Deploying a CI/CD pipeline is only a half success. To complete the deployment, you need to establish continuous monitoring and observability which will allow you to collect metrics and actionable insights. In this blogpost you will learn about the principles of monitoring and observability, how they are related and how automation can streamline the entire deployment process.
DevOps culture is a good starting point here, as understanding its principles will allow you to contextualize continuous monitoring and observability. From a business perspective, DevOps means improving communication and collaboration among stakeholders in order to increase the speed and quality of software deployment and thus shorten the time to market of new features. The DevOps model can be broken down into five key areas that should be considered principles or best practices for proper implementation of a CI/CD process.
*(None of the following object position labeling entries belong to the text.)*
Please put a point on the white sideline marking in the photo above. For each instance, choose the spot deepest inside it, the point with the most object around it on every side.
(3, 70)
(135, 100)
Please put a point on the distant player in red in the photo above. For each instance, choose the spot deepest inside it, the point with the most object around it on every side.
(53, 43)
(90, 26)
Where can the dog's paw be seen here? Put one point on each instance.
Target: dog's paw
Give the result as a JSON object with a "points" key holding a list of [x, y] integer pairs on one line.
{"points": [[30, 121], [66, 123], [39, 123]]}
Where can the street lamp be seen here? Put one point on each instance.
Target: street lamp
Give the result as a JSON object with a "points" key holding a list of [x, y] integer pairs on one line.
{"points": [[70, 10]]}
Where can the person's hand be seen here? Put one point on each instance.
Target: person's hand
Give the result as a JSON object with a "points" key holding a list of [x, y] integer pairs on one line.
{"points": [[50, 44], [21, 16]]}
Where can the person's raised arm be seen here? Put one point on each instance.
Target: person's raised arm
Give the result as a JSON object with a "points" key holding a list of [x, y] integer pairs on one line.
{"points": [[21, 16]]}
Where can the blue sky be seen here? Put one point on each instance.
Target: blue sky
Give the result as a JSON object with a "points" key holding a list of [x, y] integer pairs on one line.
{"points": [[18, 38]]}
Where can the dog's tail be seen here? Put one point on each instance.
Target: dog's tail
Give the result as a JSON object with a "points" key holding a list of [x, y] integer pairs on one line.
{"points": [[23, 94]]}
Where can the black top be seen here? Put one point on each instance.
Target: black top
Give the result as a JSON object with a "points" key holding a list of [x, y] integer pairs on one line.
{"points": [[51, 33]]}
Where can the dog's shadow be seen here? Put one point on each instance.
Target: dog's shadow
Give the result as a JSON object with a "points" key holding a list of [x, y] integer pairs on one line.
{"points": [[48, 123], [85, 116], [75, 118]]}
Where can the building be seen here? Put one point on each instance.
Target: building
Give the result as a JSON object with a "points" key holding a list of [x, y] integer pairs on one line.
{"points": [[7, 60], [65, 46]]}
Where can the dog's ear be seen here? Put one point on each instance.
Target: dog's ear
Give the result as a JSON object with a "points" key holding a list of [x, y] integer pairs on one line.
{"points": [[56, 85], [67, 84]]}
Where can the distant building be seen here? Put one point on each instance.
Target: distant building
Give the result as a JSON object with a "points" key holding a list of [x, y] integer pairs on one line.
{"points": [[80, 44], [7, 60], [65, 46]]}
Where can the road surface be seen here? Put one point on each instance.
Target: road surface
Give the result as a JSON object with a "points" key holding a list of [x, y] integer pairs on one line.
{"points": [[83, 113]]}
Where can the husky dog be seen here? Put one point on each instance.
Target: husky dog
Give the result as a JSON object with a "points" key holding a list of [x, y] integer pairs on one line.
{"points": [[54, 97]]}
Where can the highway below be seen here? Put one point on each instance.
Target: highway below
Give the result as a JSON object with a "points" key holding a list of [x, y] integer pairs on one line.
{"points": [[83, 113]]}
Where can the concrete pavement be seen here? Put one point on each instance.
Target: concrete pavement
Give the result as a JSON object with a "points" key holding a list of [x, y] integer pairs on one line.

They include:
- Destroy communication siloses between teams
- Accept failure as a normal occurrence
- Implement changes gradually
- Leverage tooling and automation
- Measure everything
Despite obvious business advantages, a rapid release approach combined with continuous change processes resulting from DevOps principles will in the long run generate new challenges. The entire process should be carefully examined and controlled. Neglecting this aspect can cost you dearly. A way to mitigate this risk is to implement a Continuous Monitoring and Observability (CM) solution—the final capability for a CI/CD pipeline. By invoking the DevOps “measure everything” principle, a CM will allow you to take advantage of the following features:
- Analyzing long-term trends: How many builds am I running daily? How many did I run a month ago? Do I need to scale my infrastructure up or down?
- Over-time comparison: Is my deployment slower than it was last week? Or is it faster?
- Vulnerability scans: Does my code introduce any critical software faults and security vulnerabilities such as memory leaks, uninitialized variables, array-boundary? How rapidly are they detected? How quickly are they fixed?
- Alerting: Is something broken, or might break soon? Did my test pipeline pass? Should I perform a rollback on my latest deployment?
- Conducting ad-hoc retrospective analysis: My latency just shot up, what else happened around the same time? Are those events related to each other?
Continuous monitoring and observability should be considered the backbone of your CI/CD pipeline, as they help to ensure the health, performance, and reliability of your applications and infrastructure across each phase of your DevOps and IT operations lifecycles.
-> Want to learn more about CI/CD? Check out our other articles:
- What is CI/CD - all you need to know
- How to set up and optimize a CI/CD pipeline
- Best CI/CD pipeline tools you should know
- CI/CD process—how to handle it
- Business benefits of CI/CD
- Sharing configuration between your CI, build and development environments
- How to build a test automation framework in the cloud
No proper discussion on monitoring can be complete without contrasting it with observability. To be sure, observability isn’t a substitute for monitoring. Nor does it obviate the need for monitoring. They are complementary and aim to achieve different goals.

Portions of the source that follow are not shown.